Our talk eventually shifts to the ever-changing state of the music industry, and the band’s place within it. I bring up the New York Magazine cover story on Grizzly Bear a couple of years back, wherein the band members complained about everything from people’s “inflated idea of what we make” to their lack of health insurance, citing the overall decline in record sales and increased overhead. Both Adebimpe and Malone crack up.

“Grizzly Bear is scraping by OK,” says Adebimpe, laughing. “I saw Ed [Droste] at the government center getting food stamps,” adds Malone.

Both Adebimpe and Malone do seem a bit worried about the state of the music industry, as well as streaming music sites like Spotify and YouTube that pay artists fractions of a cent per play, and what they refer to as the “inevitability” that the music they work so hard to produce will eventually be free, and acts will be forced to earn all their money on the road.

“I don’t think that just because clothes are made by slaves, and it’s easier to go to a store with clothes made by slaves, that it’s inevitable that you’re going to engage in a slave economy,” says Malone. “People can make other choices, and people should definitely be able to make a living off the work that they do.”

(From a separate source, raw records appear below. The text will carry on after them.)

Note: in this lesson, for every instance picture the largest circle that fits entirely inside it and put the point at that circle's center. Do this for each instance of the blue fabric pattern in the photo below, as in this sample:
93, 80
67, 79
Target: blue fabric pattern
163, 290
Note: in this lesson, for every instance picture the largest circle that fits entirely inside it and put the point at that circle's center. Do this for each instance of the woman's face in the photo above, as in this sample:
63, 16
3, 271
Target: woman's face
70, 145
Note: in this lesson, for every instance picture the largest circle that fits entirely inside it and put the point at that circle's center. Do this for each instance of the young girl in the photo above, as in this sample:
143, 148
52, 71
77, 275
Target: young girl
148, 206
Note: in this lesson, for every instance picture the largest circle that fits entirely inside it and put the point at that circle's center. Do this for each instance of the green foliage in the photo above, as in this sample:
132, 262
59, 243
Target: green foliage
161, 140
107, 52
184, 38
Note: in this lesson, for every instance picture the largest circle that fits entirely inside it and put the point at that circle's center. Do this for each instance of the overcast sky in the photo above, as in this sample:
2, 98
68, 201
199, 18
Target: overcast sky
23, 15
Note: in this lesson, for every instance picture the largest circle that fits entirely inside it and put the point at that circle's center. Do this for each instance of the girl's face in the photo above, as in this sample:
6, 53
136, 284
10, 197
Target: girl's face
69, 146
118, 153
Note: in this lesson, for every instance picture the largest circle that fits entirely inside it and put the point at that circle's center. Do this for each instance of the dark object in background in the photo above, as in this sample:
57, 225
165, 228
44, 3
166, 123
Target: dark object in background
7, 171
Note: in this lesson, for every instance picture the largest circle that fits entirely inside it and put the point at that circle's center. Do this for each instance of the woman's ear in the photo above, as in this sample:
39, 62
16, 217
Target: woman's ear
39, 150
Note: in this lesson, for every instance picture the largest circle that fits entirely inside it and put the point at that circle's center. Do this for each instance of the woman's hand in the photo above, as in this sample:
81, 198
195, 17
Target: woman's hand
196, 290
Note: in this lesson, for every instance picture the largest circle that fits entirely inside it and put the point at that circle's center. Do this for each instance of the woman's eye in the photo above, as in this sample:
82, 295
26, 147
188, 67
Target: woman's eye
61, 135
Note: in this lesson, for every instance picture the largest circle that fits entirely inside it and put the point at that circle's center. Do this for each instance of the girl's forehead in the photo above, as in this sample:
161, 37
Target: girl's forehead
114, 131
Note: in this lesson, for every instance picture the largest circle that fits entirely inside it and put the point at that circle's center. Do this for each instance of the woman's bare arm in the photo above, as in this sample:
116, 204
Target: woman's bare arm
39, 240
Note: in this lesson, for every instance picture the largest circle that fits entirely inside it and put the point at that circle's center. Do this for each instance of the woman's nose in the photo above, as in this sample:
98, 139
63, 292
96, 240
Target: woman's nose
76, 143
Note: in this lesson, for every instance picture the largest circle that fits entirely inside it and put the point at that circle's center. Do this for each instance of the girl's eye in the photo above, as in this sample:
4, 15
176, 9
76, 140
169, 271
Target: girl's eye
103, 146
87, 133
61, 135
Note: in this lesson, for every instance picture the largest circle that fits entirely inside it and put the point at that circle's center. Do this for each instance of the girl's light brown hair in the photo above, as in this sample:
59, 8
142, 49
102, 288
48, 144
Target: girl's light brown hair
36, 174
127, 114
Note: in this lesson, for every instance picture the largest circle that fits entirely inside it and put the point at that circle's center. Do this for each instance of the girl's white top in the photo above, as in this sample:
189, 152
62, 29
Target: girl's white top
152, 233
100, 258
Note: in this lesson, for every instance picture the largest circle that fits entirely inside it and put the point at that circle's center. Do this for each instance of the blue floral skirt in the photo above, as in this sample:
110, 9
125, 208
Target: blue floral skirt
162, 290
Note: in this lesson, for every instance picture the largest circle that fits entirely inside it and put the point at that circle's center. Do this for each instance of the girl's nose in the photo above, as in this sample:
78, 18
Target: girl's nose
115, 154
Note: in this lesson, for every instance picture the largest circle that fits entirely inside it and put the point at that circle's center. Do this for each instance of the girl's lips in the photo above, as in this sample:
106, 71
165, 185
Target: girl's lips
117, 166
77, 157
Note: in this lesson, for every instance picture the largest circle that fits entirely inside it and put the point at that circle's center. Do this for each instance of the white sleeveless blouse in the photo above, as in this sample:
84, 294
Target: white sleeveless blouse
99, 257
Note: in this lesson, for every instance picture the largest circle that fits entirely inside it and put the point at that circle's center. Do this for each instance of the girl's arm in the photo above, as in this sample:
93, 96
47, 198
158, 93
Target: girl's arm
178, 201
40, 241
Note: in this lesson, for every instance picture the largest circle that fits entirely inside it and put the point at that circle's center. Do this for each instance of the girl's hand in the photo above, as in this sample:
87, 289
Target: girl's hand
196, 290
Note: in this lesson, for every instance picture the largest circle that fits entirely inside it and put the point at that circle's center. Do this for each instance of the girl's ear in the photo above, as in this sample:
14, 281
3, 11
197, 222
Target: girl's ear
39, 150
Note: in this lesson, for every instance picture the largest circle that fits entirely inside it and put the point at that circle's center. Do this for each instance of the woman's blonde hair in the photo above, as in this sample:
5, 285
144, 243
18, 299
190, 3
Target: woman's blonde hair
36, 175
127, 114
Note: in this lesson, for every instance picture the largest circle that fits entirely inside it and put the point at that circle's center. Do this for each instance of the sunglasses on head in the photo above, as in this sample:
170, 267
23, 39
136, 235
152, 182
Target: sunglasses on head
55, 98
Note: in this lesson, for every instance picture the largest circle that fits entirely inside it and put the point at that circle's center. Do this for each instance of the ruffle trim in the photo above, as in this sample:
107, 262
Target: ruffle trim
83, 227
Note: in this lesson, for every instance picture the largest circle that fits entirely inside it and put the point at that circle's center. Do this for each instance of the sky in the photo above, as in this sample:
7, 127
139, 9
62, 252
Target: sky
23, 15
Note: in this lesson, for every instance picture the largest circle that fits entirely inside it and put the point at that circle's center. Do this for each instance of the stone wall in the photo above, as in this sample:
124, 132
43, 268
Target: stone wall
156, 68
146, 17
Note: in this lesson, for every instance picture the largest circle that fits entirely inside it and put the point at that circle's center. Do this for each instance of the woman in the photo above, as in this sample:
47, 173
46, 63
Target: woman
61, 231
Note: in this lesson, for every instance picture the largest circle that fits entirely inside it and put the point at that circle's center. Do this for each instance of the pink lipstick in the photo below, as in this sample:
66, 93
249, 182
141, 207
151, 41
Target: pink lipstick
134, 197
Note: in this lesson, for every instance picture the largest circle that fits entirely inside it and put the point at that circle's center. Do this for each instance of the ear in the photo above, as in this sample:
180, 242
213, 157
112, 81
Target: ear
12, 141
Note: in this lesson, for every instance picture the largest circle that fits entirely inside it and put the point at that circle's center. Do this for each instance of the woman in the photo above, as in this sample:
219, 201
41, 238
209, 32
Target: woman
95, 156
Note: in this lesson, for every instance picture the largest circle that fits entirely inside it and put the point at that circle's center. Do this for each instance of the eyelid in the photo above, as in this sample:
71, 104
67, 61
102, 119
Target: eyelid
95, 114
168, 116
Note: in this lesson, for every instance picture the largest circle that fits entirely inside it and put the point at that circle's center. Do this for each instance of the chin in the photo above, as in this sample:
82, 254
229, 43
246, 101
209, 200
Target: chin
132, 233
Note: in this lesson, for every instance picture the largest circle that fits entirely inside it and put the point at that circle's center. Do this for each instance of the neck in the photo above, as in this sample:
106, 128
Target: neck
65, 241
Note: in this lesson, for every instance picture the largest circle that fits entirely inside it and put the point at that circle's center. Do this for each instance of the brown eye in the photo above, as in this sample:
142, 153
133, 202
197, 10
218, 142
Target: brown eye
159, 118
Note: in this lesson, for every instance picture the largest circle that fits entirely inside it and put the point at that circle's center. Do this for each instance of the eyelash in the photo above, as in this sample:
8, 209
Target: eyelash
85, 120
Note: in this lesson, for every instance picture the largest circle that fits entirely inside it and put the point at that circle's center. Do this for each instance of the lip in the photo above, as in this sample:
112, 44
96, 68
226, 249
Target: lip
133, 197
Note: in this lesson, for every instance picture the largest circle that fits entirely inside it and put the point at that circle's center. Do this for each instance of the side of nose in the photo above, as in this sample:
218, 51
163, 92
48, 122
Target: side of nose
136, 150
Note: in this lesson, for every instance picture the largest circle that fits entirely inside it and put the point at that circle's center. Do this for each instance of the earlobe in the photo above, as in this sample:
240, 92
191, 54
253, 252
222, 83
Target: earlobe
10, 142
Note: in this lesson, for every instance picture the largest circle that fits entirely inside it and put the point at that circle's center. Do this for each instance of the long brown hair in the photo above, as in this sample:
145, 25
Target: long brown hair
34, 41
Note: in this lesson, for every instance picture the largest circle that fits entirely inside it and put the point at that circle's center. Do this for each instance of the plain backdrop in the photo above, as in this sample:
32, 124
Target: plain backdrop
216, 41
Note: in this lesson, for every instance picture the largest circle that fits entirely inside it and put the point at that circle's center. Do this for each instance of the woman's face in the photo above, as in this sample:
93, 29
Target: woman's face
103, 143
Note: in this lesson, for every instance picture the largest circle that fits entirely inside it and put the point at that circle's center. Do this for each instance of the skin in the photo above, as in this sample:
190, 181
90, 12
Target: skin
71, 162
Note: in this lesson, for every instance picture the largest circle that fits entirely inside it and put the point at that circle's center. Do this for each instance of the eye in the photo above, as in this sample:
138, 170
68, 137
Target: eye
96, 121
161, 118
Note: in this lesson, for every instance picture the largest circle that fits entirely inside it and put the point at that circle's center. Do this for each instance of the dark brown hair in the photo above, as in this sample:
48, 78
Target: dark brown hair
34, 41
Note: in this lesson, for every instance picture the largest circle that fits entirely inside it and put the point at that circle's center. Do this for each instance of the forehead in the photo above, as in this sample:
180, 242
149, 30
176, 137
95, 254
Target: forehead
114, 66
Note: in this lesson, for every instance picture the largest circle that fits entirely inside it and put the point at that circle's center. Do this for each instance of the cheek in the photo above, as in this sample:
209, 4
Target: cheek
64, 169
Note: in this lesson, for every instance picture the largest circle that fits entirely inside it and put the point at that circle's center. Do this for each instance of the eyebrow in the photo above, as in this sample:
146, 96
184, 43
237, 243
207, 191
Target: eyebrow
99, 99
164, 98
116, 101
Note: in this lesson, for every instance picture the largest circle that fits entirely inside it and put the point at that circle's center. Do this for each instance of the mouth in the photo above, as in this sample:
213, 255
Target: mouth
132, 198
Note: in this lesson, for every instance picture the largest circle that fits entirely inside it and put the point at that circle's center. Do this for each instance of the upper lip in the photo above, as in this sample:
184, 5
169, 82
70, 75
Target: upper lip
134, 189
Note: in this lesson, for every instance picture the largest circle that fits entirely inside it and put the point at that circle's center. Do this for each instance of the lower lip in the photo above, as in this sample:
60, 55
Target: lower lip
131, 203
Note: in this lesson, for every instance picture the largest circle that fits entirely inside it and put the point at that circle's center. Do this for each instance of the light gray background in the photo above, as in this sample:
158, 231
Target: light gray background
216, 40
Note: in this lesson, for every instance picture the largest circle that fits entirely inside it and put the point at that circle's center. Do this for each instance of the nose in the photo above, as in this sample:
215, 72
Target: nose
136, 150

As far as Taylor Swift’s recent decision to pull all her music off Spotify, the band says they respect her decision—and her, in general.

“She was born for that shit,” Malone says of Swift’s musical chops. “I saw her live. I think she’s just being Taylor Swift. My daughter was a fan when she was little, but now she’s too old for it—she’s 14. But when she was 11 and digging Taylor Swift, even if her music doesn’t give me anything, it wasn’t giving my kid the idea that they needed to be a sex object. And I’m not even mad at Miley Cyrus. She was born into a patriarchy and an industry that hyper-sexualizes women all the time. It’s not her job to start a revolution.”

When pressed about the future of TV on the Radio in the wake of Seeds, Adebimpe and Malone admit that recording the latest album revitalized them, in a way. But with these fellas, the future is never certain.

“Seven records in seven years,” they both joke. “That’s the plan.” “I’m sure we’ll make a-nother record,” says Adebimpe, before correcting himself. “Oh, I forgot. Seven records in 7 years.”

“Three of those records will be on Vine,” adds Malone.